While legal definitions of stalking vary from one jurisdiction to another, a good working definition of stalking is a a course of conduct directed at a specific person that would cause a reasonable person to feel fear.
- 6.6 million people are stalked in one year in the United States.
- 3 in 4 stalking victims are stalked by someone they know.
- 66% of female victims and 41% of male victims of stalking victims are stalked by a current or former intimate partner.
- 10% of stalking victims are stalked by a stranger.
- Persons aged 18-24 experience the highest rate of stalking.
- 11% of stalking victims have been stalked for 5 years or more.
- 46% of stalking victims experience at least one unwanted contact per week.
- 1 in 4 victims report being stalked through the use of some form of technology (such as e-mail or instant messaging).
- 10% of victims report being monitored with global positioning systems (GPS), and 8% report being monitored through video or digital cameras, or listening devices.
Impact of Stalking on Victims
If you are being stalked, you may...
- Feel fear of what the stalker will do.
- Feel vulnerable, unsafe, and not know who to trust.
- Feel anxious, irritable, impatient, or on edge.
- Feel depressed, hopeless, overwhelmed, tearful, or angry.
- Feel stressed, including having trouble concentrating, sleeping, or remembering things.
- Have eating problems, such as appetite loss, forgetting to eat, or overeating.
- Have flashbacks, disturbing thoughts, feelings, or memories.
- Feel confused, frustrated, or isolated because other people don't understand why you are afraid.
- 46% of stalking victims fear not knowing what will happen next. [Baum et al., (2009). "Stalking Victimization in the United States." BJS.]
- 29% of stalking victims fear the stalking will never stop. [Baum et al.]

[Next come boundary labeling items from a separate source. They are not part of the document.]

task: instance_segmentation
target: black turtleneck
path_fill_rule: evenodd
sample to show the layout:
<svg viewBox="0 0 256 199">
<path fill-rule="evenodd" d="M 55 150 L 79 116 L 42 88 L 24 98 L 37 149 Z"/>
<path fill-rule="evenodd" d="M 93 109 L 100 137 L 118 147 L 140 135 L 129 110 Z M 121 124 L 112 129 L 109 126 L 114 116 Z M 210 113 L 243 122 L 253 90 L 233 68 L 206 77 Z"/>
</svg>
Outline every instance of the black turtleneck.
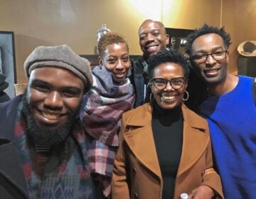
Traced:
<svg viewBox="0 0 256 199">
<path fill-rule="evenodd" d="M 183 124 L 181 107 L 164 109 L 153 102 L 152 130 L 164 181 L 163 199 L 174 198 L 181 156 Z"/>
</svg>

- 1 in 8 employed stalking victims lose time from work as a result of their victimization and more than half lose 5 days of work or more. [Baum et al.]

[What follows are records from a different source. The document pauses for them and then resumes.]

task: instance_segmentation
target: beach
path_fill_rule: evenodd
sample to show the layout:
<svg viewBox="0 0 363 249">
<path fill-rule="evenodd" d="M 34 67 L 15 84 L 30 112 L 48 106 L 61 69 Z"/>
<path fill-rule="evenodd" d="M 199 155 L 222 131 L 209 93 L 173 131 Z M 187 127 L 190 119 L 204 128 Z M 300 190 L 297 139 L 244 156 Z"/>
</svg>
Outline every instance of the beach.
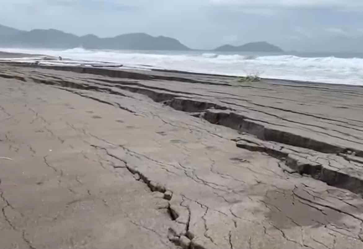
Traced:
<svg viewBox="0 0 363 249">
<path fill-rule="evenodd" d="M 239 79 L 0 63 L 0 247 L 362 248 L 363 87 Z"/>
</svg>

- 1 in 7 stalking victims move as a result of their victimization. [Baum et al.]
- The prevalence of anxiety, insomnia, social dysfunction, and severe depression is much higher among stalking victims than the general population, especially if the stalking involves being followed or having one's property destroyed. [Eric Blauuw et al. "The Toll of Stalking," Journal of Interpersonal Violence 17, no. 1(2002):50-63.]

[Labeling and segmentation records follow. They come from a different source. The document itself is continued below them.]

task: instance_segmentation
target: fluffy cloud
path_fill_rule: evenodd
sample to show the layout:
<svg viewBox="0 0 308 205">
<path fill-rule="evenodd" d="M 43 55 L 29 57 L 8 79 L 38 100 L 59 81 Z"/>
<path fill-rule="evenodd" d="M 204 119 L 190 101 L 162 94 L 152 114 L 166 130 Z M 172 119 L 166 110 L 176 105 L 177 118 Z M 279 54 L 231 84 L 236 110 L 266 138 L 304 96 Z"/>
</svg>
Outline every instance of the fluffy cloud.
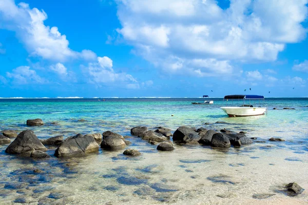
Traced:
<svg viewBox="0 0 308 205">
<path fill-rule="evenodd" d="M 308 60 L 305 60 L 303 63 L 294 65 L 292 69 L 296 71 L 308 73 Z"/>
<path fill-rule="evenodd" d="M 57 64 L 50 66 L 50 69 L 61 76 L 67 75 L 67 69 L 62 64 L 58 63 Z"/>
<path fill-rule="evenodd" d="M 107 56 L 98 57 L 97 62 L 89 63 L 86 67 L 83 66 L 82 69 L 91 83 L 122 84 L 129 89 L 139 88 L 138 82 L 132 76 L 123 72 L 116 72 L 112 68 L 112 60 Z"/>
<path fill-rule="evenodd" d="M 215 0 L 117 2 L 118 32 L 136 54 L 171 72 L 240 74 L 233 61 L 276 60 L 306 32 L 307 0 L 231 1 L 226 9 Z"/>
<path fill-rule="evenodd" d="M 26 85 L 28 84 L 43 84 L 47 80 L 41 77 L 34 70 L 29 66 L 20 66 L 13 69 L 11 73 L 7 72 L 6 76 L 12 79 L 12 85 Z"/>
<path fill-rule="evenodd" d="M 31 9 L 24 3 L 16 5 L 13 0 L 0 2 L 0 27 L 15 31 L 30 55 L 60 62 L 71 58 L 96 58 L 91 51 L 84 50 L 79 53 L 70 49 L 66 36 L 61 34 L 57 27 L 45 26 L 46 19 L 47 14 L 44 10 Z"/>
</svg>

StalkersA stalker can be someone you know well or not at all. Most have dated or been involved with the people they stalk. Most stalking cases involve men stalking women, but men do stalk men, women do stalk women, and women do stalk men.
- 2/3 of stalkers pursue their victims at least once per week, many daily, using more than one method.
- 78% of stalkers use more than one means of approach.
- Weapons are used to harm or threaten victims in 1 out of 5 cases.
- Almost 1/3 of stalkers have stalked before.
- Intimate partner stalkers frequently approach their targets, and their behaviors escalate quickly.
Stalking and Intimate Partner Femicide
- 76% of intimate partner femicide victims have been stalked by their intimate partner.
- 67% had been physically abused by their intimate partner.
- 89% of femicide victims who had been physically assaulted had also been stalked in the 12 months before their murder.
- 79% of abused femicide victims reported being stalked during the same period that they were abused.
- 54% of femicide victims reported stalking to police before they were killed by their stalkers.